Hidden Markov Model: a shortest unique representative approach to detect the protein toxins, virulence factors and antibiotic resistance genes



Currently, next generation sequencing (NGS) is widely used to decode potential novel or variant pathogens both in emergent outbreaks and in routine clinical practice. However, the efficient identification of novel or diverged pathogenomic compositions remains a big challenge. It is especially true for short DNA sequence fragments from NGS, since sequence similarity searching is vulnerable to false negatives or false positives, as is mismatching or matching with unrelated proteins.

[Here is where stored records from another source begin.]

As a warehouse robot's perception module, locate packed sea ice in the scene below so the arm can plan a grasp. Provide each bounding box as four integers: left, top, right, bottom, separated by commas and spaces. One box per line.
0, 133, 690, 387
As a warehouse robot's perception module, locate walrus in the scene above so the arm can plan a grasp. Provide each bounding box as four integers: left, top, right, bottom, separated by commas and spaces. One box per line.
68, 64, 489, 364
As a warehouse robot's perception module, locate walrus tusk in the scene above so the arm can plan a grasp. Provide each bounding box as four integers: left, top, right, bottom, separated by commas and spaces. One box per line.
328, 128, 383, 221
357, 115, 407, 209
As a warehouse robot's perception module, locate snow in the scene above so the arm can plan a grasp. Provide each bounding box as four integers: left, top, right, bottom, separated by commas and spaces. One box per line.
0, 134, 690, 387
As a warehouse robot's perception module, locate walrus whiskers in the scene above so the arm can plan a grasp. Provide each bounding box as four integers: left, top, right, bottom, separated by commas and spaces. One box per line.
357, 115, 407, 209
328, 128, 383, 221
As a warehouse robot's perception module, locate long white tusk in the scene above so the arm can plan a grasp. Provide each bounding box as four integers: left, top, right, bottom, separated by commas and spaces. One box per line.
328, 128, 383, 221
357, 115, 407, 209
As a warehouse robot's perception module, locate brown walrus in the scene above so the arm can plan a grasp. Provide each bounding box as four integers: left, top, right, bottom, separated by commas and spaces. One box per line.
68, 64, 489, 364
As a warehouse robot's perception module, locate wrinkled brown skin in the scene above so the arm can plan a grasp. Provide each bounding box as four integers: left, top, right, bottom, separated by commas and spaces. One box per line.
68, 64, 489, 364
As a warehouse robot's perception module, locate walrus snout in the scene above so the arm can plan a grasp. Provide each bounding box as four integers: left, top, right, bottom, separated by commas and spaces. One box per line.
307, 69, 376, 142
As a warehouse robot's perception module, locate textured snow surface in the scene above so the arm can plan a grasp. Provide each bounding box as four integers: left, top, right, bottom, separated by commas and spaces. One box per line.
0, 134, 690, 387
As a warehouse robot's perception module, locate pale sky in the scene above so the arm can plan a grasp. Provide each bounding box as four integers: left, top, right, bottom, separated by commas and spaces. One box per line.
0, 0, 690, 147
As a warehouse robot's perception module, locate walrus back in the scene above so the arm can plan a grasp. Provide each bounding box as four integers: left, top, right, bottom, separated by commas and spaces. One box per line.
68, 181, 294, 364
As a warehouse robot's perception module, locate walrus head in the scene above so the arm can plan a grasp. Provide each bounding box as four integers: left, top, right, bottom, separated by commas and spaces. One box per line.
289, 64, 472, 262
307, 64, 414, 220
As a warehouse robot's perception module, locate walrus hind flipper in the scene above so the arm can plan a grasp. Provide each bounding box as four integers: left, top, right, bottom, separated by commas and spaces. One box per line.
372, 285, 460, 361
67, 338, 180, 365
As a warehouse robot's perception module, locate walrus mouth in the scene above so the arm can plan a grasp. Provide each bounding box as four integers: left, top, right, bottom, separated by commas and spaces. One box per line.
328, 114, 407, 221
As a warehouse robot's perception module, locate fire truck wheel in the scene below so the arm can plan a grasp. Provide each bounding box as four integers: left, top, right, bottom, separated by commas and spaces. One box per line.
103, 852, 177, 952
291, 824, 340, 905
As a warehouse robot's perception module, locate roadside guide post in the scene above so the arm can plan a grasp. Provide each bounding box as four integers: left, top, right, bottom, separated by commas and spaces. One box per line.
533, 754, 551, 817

Therefore, this study aimed to establish a bioinformatics approach that can generate unique motif sequences for profiling searching, resulting in high specificity and sensitivity.


In this study, we introduced a Shortest Unique Representative Hidden Markov Model (HMM) approach to identify bacterial toxin, virulence factor (VF), and antimicrobial resistance (AR) in short sequence reads. We first construct unique representative domain sequences of toxin genes, VFs, and ARs to avoid potential false positives, and then to use HMM models to accurately identify potential toxin, VF, and AR fragments. The benchmark shows this approach can achieve relatively high specificity and sensitivity if the appropriate cutoff value is applied. Our approach can be used to recognize the protein sequences of known toxins and pathogens, identifies their common characteristics and then searches for similar sequences in other organisms.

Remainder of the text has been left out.